Sin duda el confinamiento está llevando a muchas personas a sentir la soledad o la falta de relaciones de un modo más agudo que en toda su vida ¿Qué crees que podemos aprender como sociedad de esta experiencia? ¿Cómo crees que afectará al ámbito de la lucha contra la soledad en el futuro?
En general, cuando se hablaba de soledad, y de soledad no deseada, la gente no identificaba bien el problema. A partir del COVID-19, la gente ha visto que la soledad no deseada y, en este caso, obligada por las autoridades sanitarias, provoca efectos nocivos en la salud y la calidad de vida de las personas.

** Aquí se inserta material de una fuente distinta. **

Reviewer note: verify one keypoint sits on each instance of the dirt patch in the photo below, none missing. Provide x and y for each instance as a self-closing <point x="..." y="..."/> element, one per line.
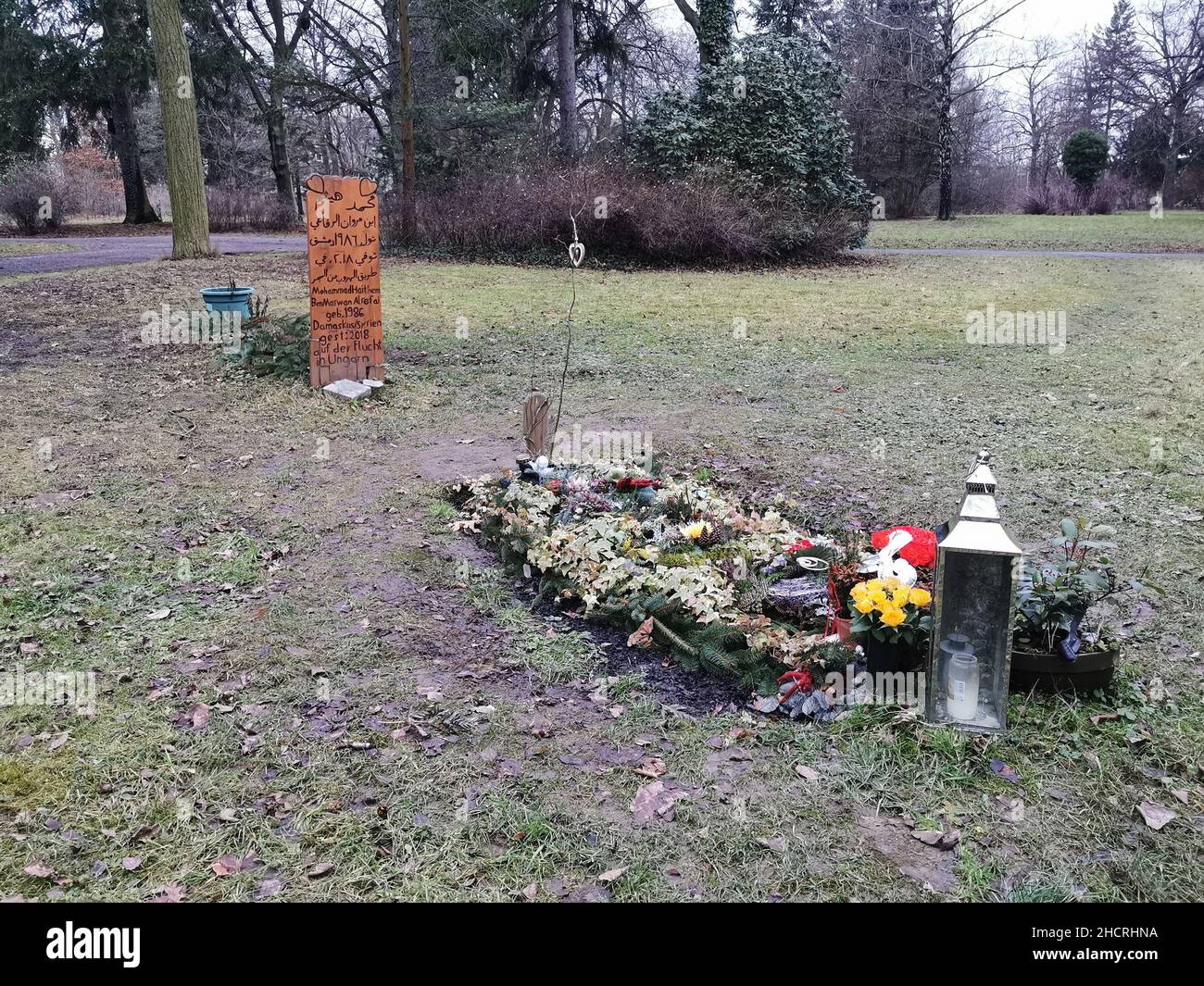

Aunque la sociedad en general no sea consciente, la soledad no deseada afecta a las relaciones de las personas, y a la larga provoca problemas cognitivos y en el estado de ánimo que pueden derivar en ansiedad y cuadros depresivos. No sólo estamos hablando de un problema de socialización, se trata de un problema sanitario, así como de desarrollo personal. Creo que, ahora, esto lo hemos aprendido como sociedad, y la gente será más sensible ante esta problemática.
La compleja situación de emergencia sanitaria en la que nos encontramos hace que las cuestiones relacionadas con los aspectos bioéticos hoy sean claves a la hora priorizar de recursos. En este contexto, hay cierto debate sobre si en algunos hospitales y residencias se ha utilizado la edad de los pacientes como uno de los criterios a la hora de tomar decisiones. ¿Qué piensas al respecto?
La edad cronológica de las personas nunca puede ser un criterio para limitar un recurso terapéutico. Ni un respirador, ni una neurocirugía, ni una cirugía cardíaca, ni un tratamiento para luchar contra el cáncer. Lo que hay que hacer es una valoración integral de la persona y definir su pronóstico vital. Nos podemos fijar en uno de los hospitales de referencia de EE.UU., del Hospital John Hopkins, en Baltimore. En este macrocomplejo hospitalario, con más de 4.000 camas, cualquier procedimiento agresivo a una persona mayor de 80 años – una radioterapia, ingreso en la UCI, una cirugía cardíaca, etc … – siempre va precedido de una valoración de un equipo de geriatría.
¿Qué valoran? Pues principalmente tienen presente tres aspectos: qué pronóstico de años de vida tendrá después de la intervención; su grado de dependencia, y cuál es la carga de enfermedad del paciente, para ver si la intervención le dará calidad y tiempo de vida.
Si una persona de 55 años tiene más carga de enfermedad y más dependencia que una persona de 80 años, la persona mayor accedería al tratamiento por delante de la persona más joven. Es cierto que esto, estadísticamente, es poco probable; ocurre en uno de cada 100 casos. Pero los criterios que deben guiar la atención a los pacientes deben ser estos, nunca la edad.
En España, en el momento de más afectación del COVID-19, los hospitales que recibían más enfermos – como el Gregorio Marañón o La Paz de Madrid, o el Vall d’Hebrón de Barcelona – cuando se tenía que decidir si se ingresaba a un paciente en la UCI, nunca lo hacía un único médico, siempre se ha buscado una segunda opinión, con el objetivo de asegurar que se toma una decisión basada en criterios éticos. Hay que tener en cuenta que estas decisiones son muy delicadas y comportan un grado enorme de responsabilidad. De hecho, es una de las principales causas de estrés en el personal médico durante la crisis sanitaria que estamos viviendo.